Child Death in Gloriavale That The Community Tried To Hide
- Publish Date
- Monday, 15 August 2016, 7:03PM
A 14-year-old girl with Down Syndrome died choking on a piece of meat in Gloriavale while locked in an isolation room.
Prayer Ready was in an isolation room with the pins from the door handles removed so people could not get out of the room through the door when she choked on her dinner last year.
She was in the room with mother Sharon Ready and four other children and their father when she started choking, her aunts Polly Withington and Ruth Green told Fairfax.
Prayer's mother was unable to get out of the room and watched as her daughter died as the other adult tried to do the heimlich manouvre.

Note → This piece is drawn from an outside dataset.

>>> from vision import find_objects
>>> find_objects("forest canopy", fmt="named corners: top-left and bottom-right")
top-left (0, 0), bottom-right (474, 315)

When that failed he crawled though a window and called for help. Other people arrived including Prayer's father Clem, but she was unable to be resucitated.
A former Gloriavale member told Fairfax sick people were kept in the isolation room to prevent illness spreading in the small West Coast Community.
It was not uncommon for the doors to be disabled.
A coroner's report into the death ruled it was a tragic accident and the coroner did not think the fact people could not enter or exit the room contributed to her death.
However Gloriavale said following Prayer's death it had stopped taking the pins out of isolation room door handles. It also argued that people could get out of the room for help because there was an open window.
Interim suppression on the coroner's report lapsed today.